I'll be seening Maestro tomorrow night (with friends who have Netflix). I have heard a great deal (both positive and negative) about the movie, including the fact that it doesn't contain much about Leonard Bernstein the composer, so I'm getting myself ready for the experience by reminding myself of who he was as a musician. If you have arrived here for the same reasons, Richard Kogan's lecture is a great place to start:
I'm also re-reading Jonathan Cott's Dinner with Lenny (here's a post I wrote about it in 2013), and an exerpt from The Infinite Variety of Music that I wrote about in 2005. In 2010 I wrote a post to mark the twentieth anniversary of Leonard Bernstein's death, with a link to a special edition of Prelude, Fugue, and Riffs filled with reminiscences of him by members of his family.

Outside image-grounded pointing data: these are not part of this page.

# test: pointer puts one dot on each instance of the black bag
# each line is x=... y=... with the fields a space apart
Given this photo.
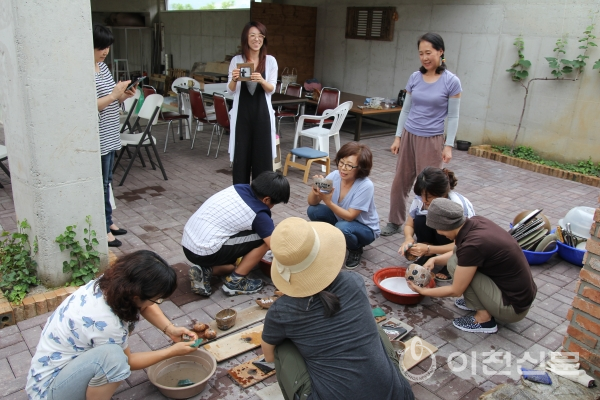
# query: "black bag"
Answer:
x=401 y=96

I overheard the movie trailer, and can report that Bradley Cooper captures the nasal quality that came into Leonard Bernstein's voice as he aged, but the pitch is just a semitone or so higher, and the timbre is a little less gravelly. I imagine it was enough for Cooper to fill Leonard Bernstein's shoes, body, and personality during the filming of this movie, but I can't imagine he would have inhaled enough tobacco to capture the gravel in Bernstein's voice. But I recall Bernstein's voice as an older man, and Cooper is portraying him as a younger man.
By the way, the one thing that Leonard Bernstein couldn't do musically was sing. Stephen Sondheim said that he had a voice like a frog.